En el medio quedan los socios: el corazón simbólico del fútbol argentino. Pero ¿qué rol tienen realmente? ¿Qué capacidad efectiva de decisión conservan cuando los clubes dependen —económica, deportiva y políticamente— de una estructura que puede premiarlos o castigarlos según convenga? Los socios votan autoridades, sí. Pero esas autoridades, para sobrevivir, necesitan alinearse con la AFA, aceptar reglas que no eligieron y obedecer silenciosamente para no ser el próximo objetivo de los mensajes intimidatorios de Toviggino, que actúa como si Twitter fuera un despacho oficial.
El resultado es un ecosistema donde la democracia existe hacia adentro de cada club, pero se anula al llegar al nivel superior. Una especie de pirámide invertida donde cientos de miles de socios sostienen instituciones históricas, pero apenas un puñado de dirigentes define el rumbo de todos.
Ahí reside la trampa. Ahí está el corazón del problema.
El tema no es la figura legal. El tema es la democracia. O, mejor dicho, su ausencia.
El contraste con la Selección
En medio de este caos permanente, aparece la Selección Argentina. El único espacio del fútbol argentino donde todavía hay orden, coherencia y un proyecto real. La Scaloneta no solo ganó títulos: construyó identidad, sentido de pertenencia y una relación genuina con la gente que no necesita discurso ni propaganda. Es, irónicamente, el único lugar donde la AFA no mete mano. O, mejor dicho, donde aprendió a no meterse porque sabe que cualquier intervención torpe puede volarle por el aire el único activo político que realmente le queda.

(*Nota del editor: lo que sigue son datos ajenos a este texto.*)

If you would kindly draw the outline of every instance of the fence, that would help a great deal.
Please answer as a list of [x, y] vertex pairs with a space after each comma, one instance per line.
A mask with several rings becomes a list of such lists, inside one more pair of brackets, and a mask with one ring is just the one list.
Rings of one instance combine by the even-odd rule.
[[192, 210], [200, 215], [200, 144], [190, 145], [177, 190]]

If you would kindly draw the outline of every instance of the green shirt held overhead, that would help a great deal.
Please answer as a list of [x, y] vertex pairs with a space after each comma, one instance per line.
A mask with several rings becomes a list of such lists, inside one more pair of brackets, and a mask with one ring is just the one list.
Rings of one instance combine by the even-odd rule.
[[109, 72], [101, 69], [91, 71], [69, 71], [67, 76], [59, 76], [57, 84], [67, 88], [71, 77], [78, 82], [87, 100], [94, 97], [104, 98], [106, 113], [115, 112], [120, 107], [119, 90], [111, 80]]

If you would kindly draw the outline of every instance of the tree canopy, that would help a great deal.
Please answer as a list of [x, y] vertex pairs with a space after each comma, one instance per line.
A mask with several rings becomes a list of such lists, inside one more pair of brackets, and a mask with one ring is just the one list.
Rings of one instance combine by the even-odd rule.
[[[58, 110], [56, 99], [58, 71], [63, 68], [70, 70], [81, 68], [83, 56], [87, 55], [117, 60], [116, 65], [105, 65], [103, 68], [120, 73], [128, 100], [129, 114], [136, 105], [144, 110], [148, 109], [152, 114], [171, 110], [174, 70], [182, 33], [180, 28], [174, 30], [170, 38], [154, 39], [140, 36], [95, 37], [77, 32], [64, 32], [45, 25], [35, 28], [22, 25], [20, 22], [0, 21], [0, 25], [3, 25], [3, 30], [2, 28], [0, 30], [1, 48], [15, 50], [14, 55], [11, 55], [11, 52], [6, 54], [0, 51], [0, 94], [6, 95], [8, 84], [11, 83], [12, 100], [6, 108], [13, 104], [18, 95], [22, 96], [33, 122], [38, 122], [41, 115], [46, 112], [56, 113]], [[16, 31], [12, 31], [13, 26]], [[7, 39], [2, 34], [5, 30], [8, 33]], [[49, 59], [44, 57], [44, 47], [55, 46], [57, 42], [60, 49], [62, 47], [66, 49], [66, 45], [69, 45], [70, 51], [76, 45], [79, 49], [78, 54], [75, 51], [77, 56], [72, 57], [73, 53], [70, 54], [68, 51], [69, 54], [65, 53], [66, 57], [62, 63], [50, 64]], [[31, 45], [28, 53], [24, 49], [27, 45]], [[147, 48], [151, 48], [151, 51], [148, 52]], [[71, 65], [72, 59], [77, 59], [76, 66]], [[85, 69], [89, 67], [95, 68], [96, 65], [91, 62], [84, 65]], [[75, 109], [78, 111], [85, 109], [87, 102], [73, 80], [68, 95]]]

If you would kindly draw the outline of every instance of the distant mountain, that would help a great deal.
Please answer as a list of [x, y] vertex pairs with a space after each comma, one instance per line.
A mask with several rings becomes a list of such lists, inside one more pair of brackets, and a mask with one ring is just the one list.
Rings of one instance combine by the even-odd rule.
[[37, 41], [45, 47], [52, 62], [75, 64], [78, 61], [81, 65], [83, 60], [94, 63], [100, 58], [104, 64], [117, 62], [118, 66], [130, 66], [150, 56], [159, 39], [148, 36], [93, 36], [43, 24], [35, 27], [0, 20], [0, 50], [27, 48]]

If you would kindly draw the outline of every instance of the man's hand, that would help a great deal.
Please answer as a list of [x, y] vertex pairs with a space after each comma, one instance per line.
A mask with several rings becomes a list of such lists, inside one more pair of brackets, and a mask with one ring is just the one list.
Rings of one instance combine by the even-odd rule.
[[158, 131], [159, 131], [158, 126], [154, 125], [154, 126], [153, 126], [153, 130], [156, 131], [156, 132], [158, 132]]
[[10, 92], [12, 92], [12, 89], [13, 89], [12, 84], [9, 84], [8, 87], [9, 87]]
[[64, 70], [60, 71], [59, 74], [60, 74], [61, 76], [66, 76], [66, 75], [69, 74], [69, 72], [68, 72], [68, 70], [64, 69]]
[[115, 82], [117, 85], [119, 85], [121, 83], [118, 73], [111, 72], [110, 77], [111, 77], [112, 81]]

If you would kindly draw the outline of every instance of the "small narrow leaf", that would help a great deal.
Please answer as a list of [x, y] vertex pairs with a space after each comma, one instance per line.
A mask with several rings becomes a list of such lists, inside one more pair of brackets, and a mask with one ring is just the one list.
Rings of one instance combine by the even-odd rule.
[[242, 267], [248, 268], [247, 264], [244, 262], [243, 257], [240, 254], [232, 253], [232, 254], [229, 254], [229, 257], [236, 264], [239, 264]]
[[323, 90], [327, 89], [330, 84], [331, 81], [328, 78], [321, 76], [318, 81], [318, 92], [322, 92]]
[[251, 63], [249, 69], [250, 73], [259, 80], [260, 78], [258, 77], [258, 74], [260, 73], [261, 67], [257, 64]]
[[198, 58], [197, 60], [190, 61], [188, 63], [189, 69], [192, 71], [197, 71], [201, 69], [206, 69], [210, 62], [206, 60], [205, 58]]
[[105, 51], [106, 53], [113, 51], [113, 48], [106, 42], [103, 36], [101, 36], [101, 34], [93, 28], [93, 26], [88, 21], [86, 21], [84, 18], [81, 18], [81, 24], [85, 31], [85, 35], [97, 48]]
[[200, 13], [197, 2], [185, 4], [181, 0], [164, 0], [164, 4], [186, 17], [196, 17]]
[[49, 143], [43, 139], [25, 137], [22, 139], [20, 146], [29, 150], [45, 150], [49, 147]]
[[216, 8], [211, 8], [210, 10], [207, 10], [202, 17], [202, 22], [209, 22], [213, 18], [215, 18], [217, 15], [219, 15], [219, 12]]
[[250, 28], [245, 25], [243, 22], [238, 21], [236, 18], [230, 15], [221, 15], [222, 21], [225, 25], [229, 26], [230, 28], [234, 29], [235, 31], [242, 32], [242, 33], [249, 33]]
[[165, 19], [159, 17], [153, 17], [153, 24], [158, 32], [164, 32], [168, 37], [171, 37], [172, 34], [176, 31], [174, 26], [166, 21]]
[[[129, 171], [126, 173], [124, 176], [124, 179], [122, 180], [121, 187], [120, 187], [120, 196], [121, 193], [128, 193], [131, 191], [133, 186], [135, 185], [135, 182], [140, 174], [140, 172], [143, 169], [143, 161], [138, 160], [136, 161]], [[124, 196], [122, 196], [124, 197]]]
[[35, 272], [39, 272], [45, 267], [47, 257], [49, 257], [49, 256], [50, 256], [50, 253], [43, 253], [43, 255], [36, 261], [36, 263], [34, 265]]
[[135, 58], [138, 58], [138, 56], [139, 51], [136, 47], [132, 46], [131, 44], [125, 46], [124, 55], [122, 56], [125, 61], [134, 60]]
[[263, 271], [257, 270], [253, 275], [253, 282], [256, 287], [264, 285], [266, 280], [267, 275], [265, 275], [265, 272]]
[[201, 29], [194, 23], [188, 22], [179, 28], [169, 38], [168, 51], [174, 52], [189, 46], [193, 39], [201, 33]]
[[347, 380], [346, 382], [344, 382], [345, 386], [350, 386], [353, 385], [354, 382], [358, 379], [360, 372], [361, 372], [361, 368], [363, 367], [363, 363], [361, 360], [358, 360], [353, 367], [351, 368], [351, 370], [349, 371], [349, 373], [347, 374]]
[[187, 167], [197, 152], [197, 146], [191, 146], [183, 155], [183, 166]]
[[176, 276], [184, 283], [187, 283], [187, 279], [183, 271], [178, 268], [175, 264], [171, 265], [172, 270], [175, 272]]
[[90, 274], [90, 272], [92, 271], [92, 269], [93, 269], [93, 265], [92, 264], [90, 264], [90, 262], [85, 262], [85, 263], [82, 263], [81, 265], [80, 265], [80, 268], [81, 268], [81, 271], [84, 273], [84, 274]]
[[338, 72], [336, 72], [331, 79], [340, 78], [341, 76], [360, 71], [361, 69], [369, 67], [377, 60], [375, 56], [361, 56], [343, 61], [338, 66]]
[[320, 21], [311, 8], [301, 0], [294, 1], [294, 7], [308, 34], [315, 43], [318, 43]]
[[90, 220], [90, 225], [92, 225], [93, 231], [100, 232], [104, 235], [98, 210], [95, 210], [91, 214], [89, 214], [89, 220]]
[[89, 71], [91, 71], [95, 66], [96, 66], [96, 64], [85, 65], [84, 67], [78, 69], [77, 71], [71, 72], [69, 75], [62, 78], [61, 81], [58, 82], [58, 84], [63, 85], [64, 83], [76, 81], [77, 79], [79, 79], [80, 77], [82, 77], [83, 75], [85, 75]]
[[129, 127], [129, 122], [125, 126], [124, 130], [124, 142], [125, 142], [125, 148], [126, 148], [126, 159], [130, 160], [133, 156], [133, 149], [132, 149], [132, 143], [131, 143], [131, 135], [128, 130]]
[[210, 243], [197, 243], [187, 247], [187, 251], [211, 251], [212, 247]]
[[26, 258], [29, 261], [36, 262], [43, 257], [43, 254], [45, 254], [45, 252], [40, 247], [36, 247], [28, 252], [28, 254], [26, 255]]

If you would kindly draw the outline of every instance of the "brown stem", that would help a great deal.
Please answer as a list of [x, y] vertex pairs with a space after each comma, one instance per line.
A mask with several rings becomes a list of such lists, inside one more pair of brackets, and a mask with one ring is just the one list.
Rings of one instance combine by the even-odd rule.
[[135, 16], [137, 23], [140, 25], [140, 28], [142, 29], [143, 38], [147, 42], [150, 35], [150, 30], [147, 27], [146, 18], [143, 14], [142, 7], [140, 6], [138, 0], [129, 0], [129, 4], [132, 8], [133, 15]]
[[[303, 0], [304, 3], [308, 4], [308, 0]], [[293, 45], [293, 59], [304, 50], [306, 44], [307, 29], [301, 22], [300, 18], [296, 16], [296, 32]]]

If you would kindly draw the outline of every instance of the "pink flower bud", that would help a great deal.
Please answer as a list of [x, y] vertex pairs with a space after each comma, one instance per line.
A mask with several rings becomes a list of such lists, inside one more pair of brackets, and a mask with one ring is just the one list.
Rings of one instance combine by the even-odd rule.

Y ahí aparece la paradoja más incómoda del fútbol argentino: la Scaloneta es la mejor cortina de humo que la AFA pudo pedir.
Mientras la Selección gana, emociona y llena estadios en cualquier rincón del mundo, Tapia y Toviggino blindan su poder detrás de ese éxito deportivo que no les pertenece. Porque no lo construyeron, no lo diseñaron ellos y, si fuese por su estilo de conducción, jamás podría haber nacido. Pero lo usufructúan igual. Lo usan para tapar arbitrajes sospechosos, boletines truchos, reglamentos escritos sobre la marcha y amenazas por redes como si fueran órdenes ministeriales. Cada foto con Messi, cada gira, cada triunfo, se convierten en una especie de certificado de legitimidad que los salva del escándalo de la semana.
El mate sagrado. Tridente con historia 🧉🇦🇷 pic.twitter.com/jmkbeYw67j
— Chiqui Tapia (@tapiachiqui) September 4, 2025
La Selección es lo que debería ser el fútbol argentino. El contraste es tan brutal que ya no alcanza con esconderlo detrás de un festejo ni de un posteo desde el predio. La AFA gobierna un fútbol en crisis permanente que solo se sostiene por la magia de un equipo que escapa a su lógica.